Say we have a multiset $S(\mathbf{d}$) where $\mathbf{d}$ is a list of $l$ numbers and the multiplicity of the $i$th element of $S$ is $d_i$. The cardinality $N$ of $S$ is $\sum d_i$.

We want to partition $S$ into $m$ multisets of size $k_i$ respectively, so that $\sum k_i = \sum d_i = N$. How many ways can we do this?

In my mind this is a generalization of the multinomial coefficient $\binom{n}{k_1,k_2,\ldots,k_m}$ representing the number of ways to partition a set of $n=\sum k_i$ objects into $m$ bins of sizes $k_i$, to a sort of number like $\binom{\mathbf{d}}{k_1,k_2,\ldots,k_m}$ or $\binom{\mathbf{d}}{\mathbf{k}}$ representing the number of ways to partition a multiset of $n=\sum k_i = \sum d_i$ into $m$ bins of sizes $k_i$.

There are a few special cases that are simpler to calculate:

  • If $m=1$, then clearly $k_1 = N$ and you're choosing the whole multiset. So $\binom{\mathbf{d}}{(N)} = 1$
  • If $m=2$, then you only have to handle choosing $k_1$ or $k_2$ elements from a multiset, because the rest will be the other set. So, as mentioned below, you can use a generating function and $\binom{\mathbf{d}}{(k_1,k_2)}$ is equal to the coefficient of $x^{k_1}$ or $x^{k_2}$ in $\prod\limits_{i=1}^l 1 + x^2 + \cdots + x^{d_i} = \prod\limits_{i=1}^l \frac{1-x^{d_i - 1}}{1 - x}$. But then you also need to account for the fact that order doesn't matter, which I'm not sure how to do. Like in the first example below, you would find that there are $3$ ways to choose $2$ elements, but there are only $2$ ways to split the multiset because you have to choose 2 of them that are compatible.


Let's say that $\mathbf{d} = (2, 2)$, so $S(\mathbf{d})$ might be $\{a, a, b, b\}$. Let $k_1 = k_2 = 2$, so we need to find all the ways of splitting $S$ into two sub-multisets of size $2$. There are exactly $2$ ways of doing this: $\{\{a,a\},\{b,b\}\}$ and $\{\{a,b\},\{a,b\}\}$, so $\binom{(2,2)}{(2,2)} = 2$.

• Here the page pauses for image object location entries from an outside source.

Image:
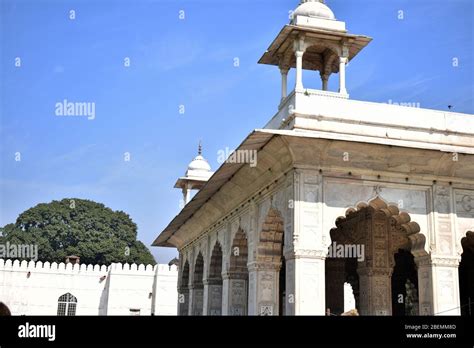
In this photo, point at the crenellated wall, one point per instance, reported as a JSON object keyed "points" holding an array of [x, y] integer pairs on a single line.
{"points": [[33, 288]]}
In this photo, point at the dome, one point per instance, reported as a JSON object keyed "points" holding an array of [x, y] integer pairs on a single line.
{"points": [[314, 8], [199, 164]]}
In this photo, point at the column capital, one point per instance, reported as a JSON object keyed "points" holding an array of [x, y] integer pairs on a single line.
{"points": [[305, 254], [212, 281], [299, 54], [284, 70], [264, 266], [234, 275], [434, 260]]}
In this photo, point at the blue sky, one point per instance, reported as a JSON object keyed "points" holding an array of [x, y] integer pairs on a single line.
{"points": [[186, 62]]}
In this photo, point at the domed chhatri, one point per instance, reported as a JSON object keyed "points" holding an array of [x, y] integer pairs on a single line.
{"points": [[199, 167], [198, 173], [314, 8]]}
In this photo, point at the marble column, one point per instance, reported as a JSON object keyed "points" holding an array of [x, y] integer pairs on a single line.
{"points": [[342, 75]]}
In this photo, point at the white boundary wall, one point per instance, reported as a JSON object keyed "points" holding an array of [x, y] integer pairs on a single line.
{"points": [[33, 288]]}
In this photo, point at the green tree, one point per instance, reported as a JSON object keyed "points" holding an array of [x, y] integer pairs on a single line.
{"points": [[90, 230]]}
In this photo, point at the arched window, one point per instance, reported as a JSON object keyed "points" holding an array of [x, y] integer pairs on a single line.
{"points": [[67, 304]]}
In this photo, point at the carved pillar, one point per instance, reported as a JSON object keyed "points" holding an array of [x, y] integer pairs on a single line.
{"points": [[264, 279], [299, 48], [213, 299], [305, 282], [444, 261], [284, 83], [305, 246], [375, 291], [324, 79], [335, 278], [235, 285], [342, 75]]}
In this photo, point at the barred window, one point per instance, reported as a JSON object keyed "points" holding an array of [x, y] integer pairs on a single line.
{"points": [[67, 304]]}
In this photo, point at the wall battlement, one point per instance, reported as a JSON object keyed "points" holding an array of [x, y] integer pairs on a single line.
{"points": [[54, 267]]}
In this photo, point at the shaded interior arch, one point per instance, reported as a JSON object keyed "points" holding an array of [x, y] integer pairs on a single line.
{"points": [[198, 286], [404, 285], [215, 281], [466, 275], [238, 275], [270, 250], [183, 291], [67, 305], [384, 279]]}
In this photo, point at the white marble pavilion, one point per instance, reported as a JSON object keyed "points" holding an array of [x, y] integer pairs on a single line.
{"points": [[393, 182]]}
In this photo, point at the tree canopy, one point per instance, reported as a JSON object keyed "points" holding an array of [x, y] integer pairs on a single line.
{"points": [[90, 230]]}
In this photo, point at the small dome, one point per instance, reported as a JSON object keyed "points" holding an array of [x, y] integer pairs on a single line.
{"points": [[314, 8], [199, 164]]}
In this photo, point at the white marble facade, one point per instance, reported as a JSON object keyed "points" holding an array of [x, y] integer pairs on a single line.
{"points": [[394, 180]]}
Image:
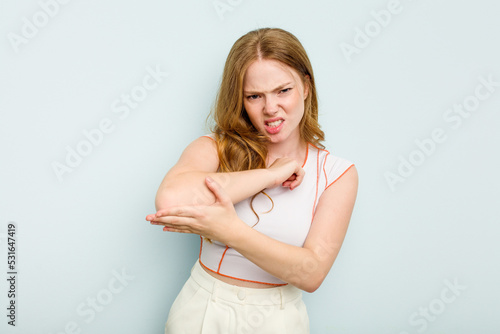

Another example: $\mathbf{d} = (2,2)$, so $S(\mathbf{d})$ could be $\{a,a,b,b\}$. Let $k_1 = 1$, $k_2 = 1$, and $k_3 = 2$. There are $3$ ways of doing this: $\{\{a\},\{a\},\{b,b\}\}$, $\{\{b\},\{b\},\{a,a\}\}$, and $\{\{a\},\{b\},\{a,b\}\}$. So $\binom{(2,2)}{(1,1,2)}=3$.

My Attempts

I've tried to figure this out two ways. The first was to find a recurrence relation and some base cases, kind of how Stirling numbers of the second kind can be computed using the identity $S(n,k) = kS(n-1,k) + S(n-1,k-1)$. I tried to think about what happens if you already have a partition and want to add an element to the original multiset, but then you have to decide which bin that element will go into or whether or not to add a new bin.

I also tried to derive it in the way that multinomial coefficients are derived, by counting the number of ways to fill the first bin, and then the second, and so on. The number of ways to choose $k_1$ elements from the multiset to put in the first bin can be computed by finding the coefficient of $x^{k_1}$ in $\prod\limits_{i=1}^l 1+x+x^2+\cdots+x^{d_i}$, which isn't explicit but it's a start. But then, depending on which elements you chose, you don't know how to adjust your multiset to reflect the remaining elements.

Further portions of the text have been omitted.